Vejo-me como muitos portugueses e portuguesas, no limbo entre os dois extremos: a vida é um bem que não devemos renegar, é certo, mas não será importante que essa mesma vida seja recheada das pequenas coisas, mas tão importantes, como a saúde, o amor e a educação, entre outros? Não sou pelo nem contra o aborto, sou a favor da livre escolha, da decisão que a mulher e o seu parceiro devem poder fazer, se assim o desejarem.
A IVG (Interrupção Voluntária da Gravidez) pode tratar-se de uma questão meramente moral e ética, para uns, mas, para outros, trata-se, fundamentalmente, de uma questão de saúde pública, de direitos e de liberdade de opção. As circunstâncias são inúmeras e variadas. Um caso é sempre um caso, e não existe nenhuma mulher à face da terra, que tome tal decisão de ânimo leve. Há sempre uma forte carga psicológica envolvida, factores económicos, circunstâncias de vida em nada favoráveis à vinda de um filho.
É certo que, em alguns casos o aborto poderia ser evitado. Mas isso cabe também ao Estado, que pouco ou nada faz em termos de apoio familiar, psicológico e monetário. É incrível, que, em pleno século XXI, mulheres e crianças (sim crianças, porque há milhares de casos de raparigas dos 11 aos 17 anos que se encontram nesta situação), que por pertencerem a estratos sociais mais baixos, ou de parcos recursos, não possam ter a mesma possibilidade de opção de outras, que o fazem no estrangeiro. Tal ironia não podia ser mais injusta. Está bem patente, e só não vê quem não quer, que esta questão se estende a toda a sociedade, que o aborto, embora escondido e ilegal, é praticado em todo o lado, em condições miseráveis...

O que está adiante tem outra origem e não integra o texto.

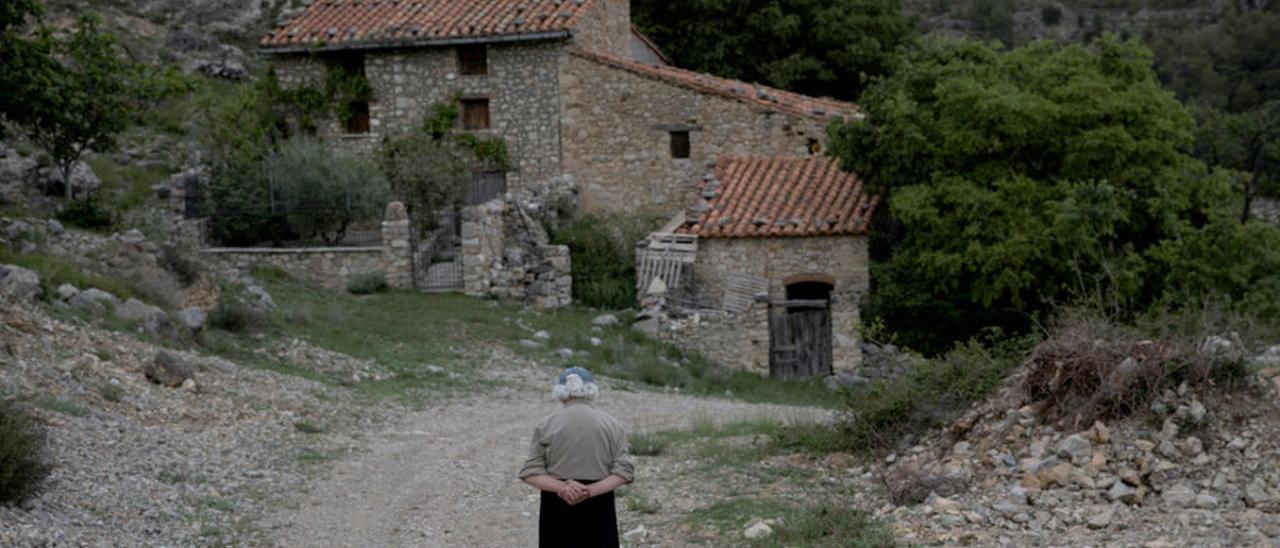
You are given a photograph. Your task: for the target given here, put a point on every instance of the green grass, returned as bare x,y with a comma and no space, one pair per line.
55,270
819,524
406,330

Julgamentos atrás de julgamentos… perdoem-me os mais moralistas, lembra-me a caça às bruxas, em tempos mais longínquos. Por mero azar, os seus nomes constavam de uma agenda de contactos, como no caso das 17 mulheres da Maia, e a actividade ilícita da parteira em questão foi denunciada às autoridades, por uma fonte desconhecida. Apenas a profissional de saúde, que foi acusada, entre outras coisas, de exploração e extorsão, foi condenada. Ao menos isso...mas nem isso deveria acontecer no Portugal de hoje. Ficou provado, na decisão do tribunal, que em relação às mulheres que praticaram o aborto, a penalização é, afinal, uma lei sem nexo e sem razão de existir. Todas tiveram os seus factores determinantes e, ainda hoje, vivem na consciência que fizeram o que tinha de ser feito, porque não havia outra maneira de proceder.
Um dia, e espero ainda por cá andar para o poder testemunhar, as próximas gerações irão olhar para trás, estudar a sua história, e deparar-se, afinal, com uma sociedade onde as aparências imperam... Pergunto-lhe, caro leitor, quantas mulheres mais terão de morrer, de sofrer sequelas para o resto da vida, de esconder-se e calar as condições deploráveis em que são feitas certas IVG? E, se continua a achar que não é uma questão de saúde pública... pense então, que a sua filha, a sua irmã, ou que outra mulher bem próxima de si, possa ter passado pelo mesmo e ter tido a “sorte” de sobreviver.
Quando votar no próximo referendo, independemente da sua escolha, reflicta e pondere, mas vote…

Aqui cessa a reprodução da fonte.